A recurrent convolutional neural network for tweet classification using python and theano

Primary LanguagePythonMIT LicenseMIT

rcnn-text-classificaiton

The model developed in this project uses combination of Recurrent and Convolution Neural Network for tweet classification. The model automatically captures important features and trains model accordingly.

Dependencies

  • numpy
  • theano
  • twokenize
  • word2vec

Dataset

Database of 10000 tweets is used for creating word embeddings using word2vec. A subset of that data of size 1532 is used for training and testing. Training is done with 1000 tweets and testing is done with 532 tweets set by randomly dividing the dataset.

Training

Training is carried using GPU, Nvdia GeForce 750M

Before training create initial word embeddings from your text corpse using word2vec.

import word2vec
#
# tweet-corpse.txt contains 10K tweets in lower case.
# Size 100 defines the vector size of the word embedding
word2vec.word2vec('data/tweet-corpse.txt', 'data/training_vec.bin', size=100, verbose=True)

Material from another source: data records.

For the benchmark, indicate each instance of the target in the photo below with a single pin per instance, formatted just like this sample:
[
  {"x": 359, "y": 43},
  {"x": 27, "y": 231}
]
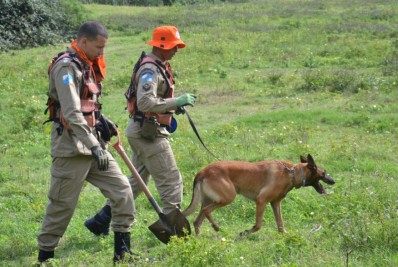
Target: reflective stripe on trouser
[
  {"x": 68, "y": 176},
  {"x": 156, "y": 158}
]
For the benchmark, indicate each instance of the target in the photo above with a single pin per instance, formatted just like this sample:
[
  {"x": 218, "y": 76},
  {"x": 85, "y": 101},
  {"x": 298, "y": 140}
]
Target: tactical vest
[
  {"x": 131, "y": 92},
  {"x": 89, "y": 94}
]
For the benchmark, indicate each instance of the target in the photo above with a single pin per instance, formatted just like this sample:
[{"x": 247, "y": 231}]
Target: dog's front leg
[
  {"x": 276, "y": 207},
  {"x": 260, "y": 207}
]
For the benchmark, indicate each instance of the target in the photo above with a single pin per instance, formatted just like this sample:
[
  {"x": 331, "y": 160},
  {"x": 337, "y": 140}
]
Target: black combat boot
[
  {"x": 122, "y": 246},
  {"x": 45, "y": 255},
  {"x": 99, "y": 224}
]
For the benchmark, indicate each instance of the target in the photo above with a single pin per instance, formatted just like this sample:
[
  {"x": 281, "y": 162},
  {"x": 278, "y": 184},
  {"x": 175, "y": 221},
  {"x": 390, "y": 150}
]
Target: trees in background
[{"x": 30, "y": 23}]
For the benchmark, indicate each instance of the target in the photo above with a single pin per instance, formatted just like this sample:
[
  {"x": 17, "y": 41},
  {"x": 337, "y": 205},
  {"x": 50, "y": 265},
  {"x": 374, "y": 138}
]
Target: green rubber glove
[
  {"x": 186, "y": 99},
  {"x": 101, "y": 157}
]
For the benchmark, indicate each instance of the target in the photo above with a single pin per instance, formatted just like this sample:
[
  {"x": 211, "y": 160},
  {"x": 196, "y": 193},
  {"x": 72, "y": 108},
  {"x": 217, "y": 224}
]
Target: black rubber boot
[
  {"x": 99, "y": 224},
  {"x": 122, "y": 246},
  {"x": 45, "y": 255}
]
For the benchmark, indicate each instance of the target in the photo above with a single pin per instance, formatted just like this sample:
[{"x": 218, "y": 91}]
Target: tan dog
[{"x": 264, "y": 182}]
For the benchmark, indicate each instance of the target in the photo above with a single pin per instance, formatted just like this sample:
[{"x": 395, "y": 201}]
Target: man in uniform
[
  {"x": 148, "y": 129},
  {"x": 77, "y": 144}
]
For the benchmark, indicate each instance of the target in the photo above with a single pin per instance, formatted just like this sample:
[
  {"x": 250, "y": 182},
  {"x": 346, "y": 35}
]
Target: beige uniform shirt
[
  {"x": 150, "y": 91},
  {"x": 65, "y": 85}
]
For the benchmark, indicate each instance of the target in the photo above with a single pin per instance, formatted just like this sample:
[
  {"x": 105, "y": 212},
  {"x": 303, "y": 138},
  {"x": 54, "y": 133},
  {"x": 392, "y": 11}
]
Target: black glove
[
  {"x": 107, "y": 128},
  {"x": 101, "y": 157}
]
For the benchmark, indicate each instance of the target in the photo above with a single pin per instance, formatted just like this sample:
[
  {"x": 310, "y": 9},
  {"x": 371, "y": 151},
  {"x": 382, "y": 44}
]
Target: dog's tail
[{"x": 196, "y": 197}]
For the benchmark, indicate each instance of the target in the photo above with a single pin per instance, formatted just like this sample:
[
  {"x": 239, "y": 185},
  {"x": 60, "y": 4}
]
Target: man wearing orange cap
[
  {"x": 78, "y": 143},
  {"x": 151, "y": 94}
]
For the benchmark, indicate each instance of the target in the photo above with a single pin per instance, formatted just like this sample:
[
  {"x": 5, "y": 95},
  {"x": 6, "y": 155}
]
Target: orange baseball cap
[{"x": 166, "y": 37}]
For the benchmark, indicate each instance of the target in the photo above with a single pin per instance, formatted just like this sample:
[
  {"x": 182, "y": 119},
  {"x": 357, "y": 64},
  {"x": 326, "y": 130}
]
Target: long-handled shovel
[{"x": 168, "y": 225}]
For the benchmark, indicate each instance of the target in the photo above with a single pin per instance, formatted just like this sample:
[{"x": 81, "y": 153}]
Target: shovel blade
[{"x": 171, "y": 224}]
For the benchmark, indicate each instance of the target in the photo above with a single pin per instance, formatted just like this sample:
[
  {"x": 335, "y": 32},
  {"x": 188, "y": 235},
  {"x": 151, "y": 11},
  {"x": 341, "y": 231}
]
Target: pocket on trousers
[
  {"x": 61, "y": 173},
  {"x": 162, "y": 160}
]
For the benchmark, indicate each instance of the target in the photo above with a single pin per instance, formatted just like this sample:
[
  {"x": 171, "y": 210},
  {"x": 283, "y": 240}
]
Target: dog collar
[{"x": 301, "y": 176}]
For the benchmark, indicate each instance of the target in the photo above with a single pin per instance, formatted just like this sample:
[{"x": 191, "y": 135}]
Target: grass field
[{"x": 274, "y": 80}]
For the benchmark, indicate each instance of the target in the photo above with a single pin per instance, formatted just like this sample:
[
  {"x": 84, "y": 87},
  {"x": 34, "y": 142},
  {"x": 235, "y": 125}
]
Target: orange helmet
[{"x": 166, "y": 37}]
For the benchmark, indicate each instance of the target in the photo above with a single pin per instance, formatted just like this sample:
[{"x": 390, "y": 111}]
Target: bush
[{"x": 29, "y": 23}]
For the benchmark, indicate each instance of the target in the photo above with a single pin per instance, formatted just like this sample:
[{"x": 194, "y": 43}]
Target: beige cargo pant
[
  {"x": 68, "y": 176},
  {"x": 156, "y": 158}
]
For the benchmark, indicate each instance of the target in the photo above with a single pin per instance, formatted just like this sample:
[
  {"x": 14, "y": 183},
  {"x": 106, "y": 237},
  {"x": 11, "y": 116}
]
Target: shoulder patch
[
  {"x": 147, "y": 86},
  {"x": 67, "y": 79},
  {"x": 147, "y": 76}
]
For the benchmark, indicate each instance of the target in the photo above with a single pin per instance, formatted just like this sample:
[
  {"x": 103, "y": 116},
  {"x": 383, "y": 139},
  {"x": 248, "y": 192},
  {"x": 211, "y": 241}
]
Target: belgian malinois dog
[{"x": 264, "y": 182}]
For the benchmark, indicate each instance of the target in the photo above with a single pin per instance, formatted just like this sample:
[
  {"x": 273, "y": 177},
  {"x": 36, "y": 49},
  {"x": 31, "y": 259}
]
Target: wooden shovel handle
[{"x": 120, "y": 150}]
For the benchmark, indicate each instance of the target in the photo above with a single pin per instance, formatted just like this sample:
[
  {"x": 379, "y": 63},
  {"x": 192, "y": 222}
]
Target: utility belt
[
  {"x": 91, "y": 118},
  {"x": 150, "y": 122}
]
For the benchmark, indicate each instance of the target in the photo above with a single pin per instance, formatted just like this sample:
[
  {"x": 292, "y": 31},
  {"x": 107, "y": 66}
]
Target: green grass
[{"x": 274, "y": 79}]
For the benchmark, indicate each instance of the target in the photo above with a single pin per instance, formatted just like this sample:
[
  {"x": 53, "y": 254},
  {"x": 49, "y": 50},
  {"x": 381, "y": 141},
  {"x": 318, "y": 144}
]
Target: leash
[{"x": 183, "y": 110}]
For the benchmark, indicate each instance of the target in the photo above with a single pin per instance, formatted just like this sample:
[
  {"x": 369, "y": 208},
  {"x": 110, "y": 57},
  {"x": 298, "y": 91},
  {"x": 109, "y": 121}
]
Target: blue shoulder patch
[
  {"x": 67, "y": 79},
  {"x": 147, "y": 77}
]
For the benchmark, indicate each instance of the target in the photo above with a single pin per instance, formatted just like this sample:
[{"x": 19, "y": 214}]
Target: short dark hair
[{"x": 91, "y": 30}]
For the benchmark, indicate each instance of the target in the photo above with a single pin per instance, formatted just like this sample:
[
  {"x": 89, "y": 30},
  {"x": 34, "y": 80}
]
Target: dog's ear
[{"x": 311, "y": 162}]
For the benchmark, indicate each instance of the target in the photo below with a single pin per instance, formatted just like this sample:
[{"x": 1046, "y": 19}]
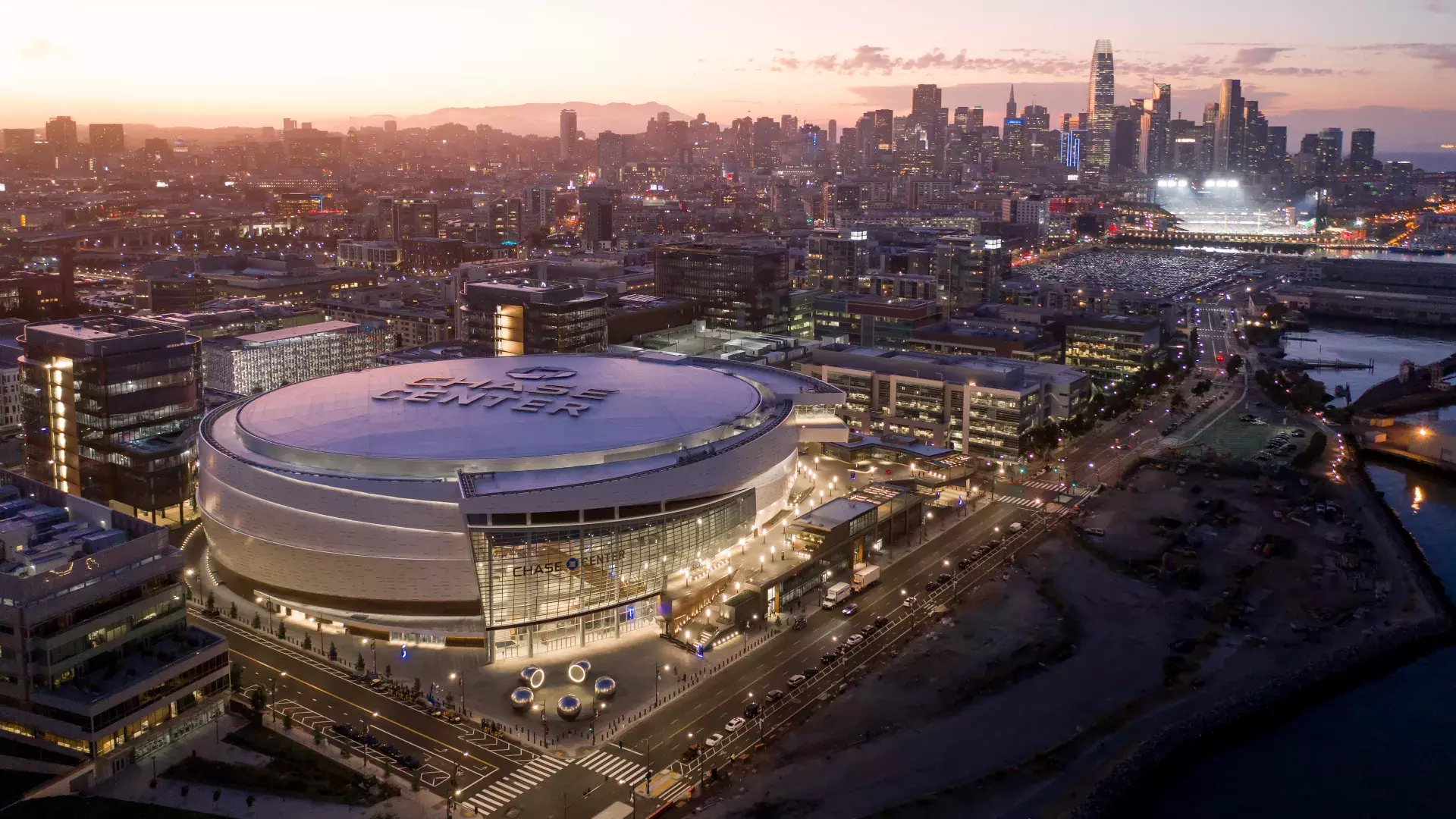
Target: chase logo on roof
[{"x": 542, "y": 373}]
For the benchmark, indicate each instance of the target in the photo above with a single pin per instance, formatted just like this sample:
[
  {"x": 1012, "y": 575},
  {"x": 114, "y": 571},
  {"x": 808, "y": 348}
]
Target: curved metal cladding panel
[
  {"x": 736, "y": 468},
  {"x": 395, "y": 585}
]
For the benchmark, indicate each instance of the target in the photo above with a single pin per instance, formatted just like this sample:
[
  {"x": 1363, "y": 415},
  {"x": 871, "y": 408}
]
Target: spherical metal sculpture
[
  {"x": 522, "y": 698},
  {"x": 568, "y": 707},
  {"x": 604, "y": 689},
  {"x": 577, "y": 672}
]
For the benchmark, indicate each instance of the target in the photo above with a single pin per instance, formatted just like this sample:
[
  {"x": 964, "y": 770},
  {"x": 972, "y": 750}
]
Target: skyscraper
[
  {"x": 1152, "y": 145},
  {"x": 1331, "y": 150},
  {"x": 1228, "y": 129},
  {"x": 107, "y": 139},
  {"x": 1362, "y": 150},
  {"x": 1098, "y": 156},
  {"x": 568, "y": 134},
  {"x": 60, "y": 133}
]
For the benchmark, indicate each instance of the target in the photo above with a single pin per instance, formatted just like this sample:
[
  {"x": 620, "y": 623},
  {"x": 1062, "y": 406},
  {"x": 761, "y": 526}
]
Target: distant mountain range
[{"x": 542, "y": 118}]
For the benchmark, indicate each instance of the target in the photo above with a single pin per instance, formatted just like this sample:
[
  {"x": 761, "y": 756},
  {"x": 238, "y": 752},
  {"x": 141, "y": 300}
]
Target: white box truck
[
  {"x": 864, "y": 576},
  {"x": 836, "y": 594}
]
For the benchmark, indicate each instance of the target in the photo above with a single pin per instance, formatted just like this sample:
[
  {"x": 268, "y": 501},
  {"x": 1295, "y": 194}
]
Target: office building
[
  {"x": 414, "y": 316},
  {"x": 1111, "y": 349},
  {"x": 18, "y": 142},
  {"x": 568, "y": 134},
  {"x": 111, "y": 404},
  {"x": 1362, "y": 152},
  {"x": 968, "y": 270},
  {"x": 248, "y": 365},
  {"x": 1098, "y": 156},
  {"x": 548, "y": 504},
  {"x": 971, "y": 404},
  {"x": 871, "y": 321},
  {"x": 383, "y": 257},
  {"x": 1152, "y": 145},
  {"x": 836, "y": 260},
  {"x": 96, "y": 659},
  {"x": 739, "y": 287},
  {"x": 169, "y": 287},
  {"x": 523, "y": 316},
  {"x": 60, "y": 136},
  {"x": 107, "y": 139},
  {"x": 1329, "y": 155},
  {"x": 402, "y": 219},
  {"x": 598, "y": 206},
  {"x": 1228, "y": 131}
]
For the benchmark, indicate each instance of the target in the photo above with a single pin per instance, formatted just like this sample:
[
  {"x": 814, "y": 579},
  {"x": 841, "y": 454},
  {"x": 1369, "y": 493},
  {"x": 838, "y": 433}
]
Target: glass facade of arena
[{"x": 538, "y": 580}]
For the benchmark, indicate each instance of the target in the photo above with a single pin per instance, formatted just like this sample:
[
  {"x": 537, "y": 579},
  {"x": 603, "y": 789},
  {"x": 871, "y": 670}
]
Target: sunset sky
[{"x": 174, "y": 63}]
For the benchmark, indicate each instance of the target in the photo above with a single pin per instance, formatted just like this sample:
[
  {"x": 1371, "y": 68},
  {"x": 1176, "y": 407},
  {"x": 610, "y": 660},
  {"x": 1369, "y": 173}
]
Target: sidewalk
[{"x": 133, "y": 784}]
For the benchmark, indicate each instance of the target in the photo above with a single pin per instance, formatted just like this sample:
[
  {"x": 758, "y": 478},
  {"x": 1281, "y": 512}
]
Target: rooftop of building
[
  {"x": 99, "y": 335},
  {"x": 1141, "y": 324},
  {"x": 836, "y": 512},
  {"x": 284, "y": 334},
  {"x": 981, "y": 371}
]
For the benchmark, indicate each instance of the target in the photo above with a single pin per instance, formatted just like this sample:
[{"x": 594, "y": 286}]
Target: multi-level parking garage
[{"x": 519, "y": 503}]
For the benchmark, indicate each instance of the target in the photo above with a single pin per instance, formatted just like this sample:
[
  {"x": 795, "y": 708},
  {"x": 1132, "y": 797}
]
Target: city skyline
[{"x": 830, "y": 69}]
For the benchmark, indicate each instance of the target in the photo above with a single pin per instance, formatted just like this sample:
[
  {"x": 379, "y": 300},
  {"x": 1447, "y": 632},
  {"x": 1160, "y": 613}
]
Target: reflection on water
[
  {"x": 1386, "y": 748},
  {"x": 1348, "y": 341}
]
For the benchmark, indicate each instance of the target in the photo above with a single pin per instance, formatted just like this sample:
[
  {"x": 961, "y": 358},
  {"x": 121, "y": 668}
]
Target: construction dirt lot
[{"x": 1166, "y": 592}]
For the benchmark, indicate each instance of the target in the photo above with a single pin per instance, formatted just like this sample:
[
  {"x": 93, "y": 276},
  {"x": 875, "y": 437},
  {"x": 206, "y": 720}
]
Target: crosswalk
[
  {"x": 501, "y": 793},
  {"x": 1057, "y": 485},
  {"x": 677, "y": 792},
  {"x": 1021, "y": 502},
  {"x": 613, "y": 767}
]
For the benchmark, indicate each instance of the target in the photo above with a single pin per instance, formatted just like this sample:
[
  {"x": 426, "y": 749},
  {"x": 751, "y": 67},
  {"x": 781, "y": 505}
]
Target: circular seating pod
[
  {"x": 568, "y": 707},
  {"x": 522, "y": 698},
  {"x": 604, "y": 689},
  {"x": 579, "y": 670}
]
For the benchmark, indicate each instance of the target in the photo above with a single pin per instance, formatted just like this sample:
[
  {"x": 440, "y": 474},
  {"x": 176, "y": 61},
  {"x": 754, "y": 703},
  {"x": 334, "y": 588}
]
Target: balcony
[{"x": 147, "y": 675}]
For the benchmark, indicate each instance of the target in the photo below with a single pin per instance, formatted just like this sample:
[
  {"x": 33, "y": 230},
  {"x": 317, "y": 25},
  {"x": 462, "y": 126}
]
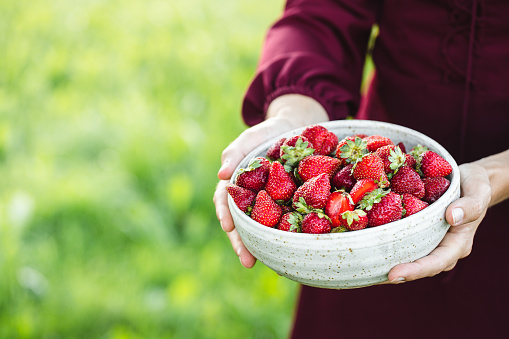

We can then start training by

sudo python rcnn_theano

Manually, Once we have vector embedding, we can continue to load word2vec data with TweetPreProcess and continues training

t = TweetPreProcess() # Loads dictionary and its word embedding
x, y = t.create_set(filename="data/1700.csv", random=True) # Load dataset into x and y

Once we load data we can divide the data into various set and then start training using RCNN class.

# Sharing word embeddings to theano shared memory to sothat it also can be updated
vector_dict = theano.shared(np.asarray(t.word_vec).astype("float32"), name="vector_dict")
# Dividing into training and validation set
train_x_set = [x[i][:] for i in range(1000)]
train_x = [y[i][:] for i in range(1000)]
valid_x_set = [x[i][:] for i in range(1000, len(x))]
valid_x = [y[i][:] for i in range(1000, len(x))]
# Initializing using vector_dict
model = RCNN(vector_dict)
#
# Training 
model.process_set(train_x_set,
                  train_x,
                  num_epochs=64,
                  verbose=True,
                  verbose_interval=1,
                  file_name="model_ada.model",
                  valid_x=valid_x_set,
                  valid_y=valid_x)

Prediction

Once the model is trained you can use to predict new data

model.prediction(t.sentence2index("Flipkart has great service "), 4) # Second argument is length of string

or you can load best validation saved model and then predict

model = RCNN(file_name= "model_ada")
model.prediction(t.sentence2index("Flipkart has great service"), 4)

Results

Training this model on a 1000 tweets data and testing the best stable model on 532 tweets gives accuracy of 80%

Log files of the project is at model/report.txt along with best validation model.

Author

Moonis Javed

Version

1.0.0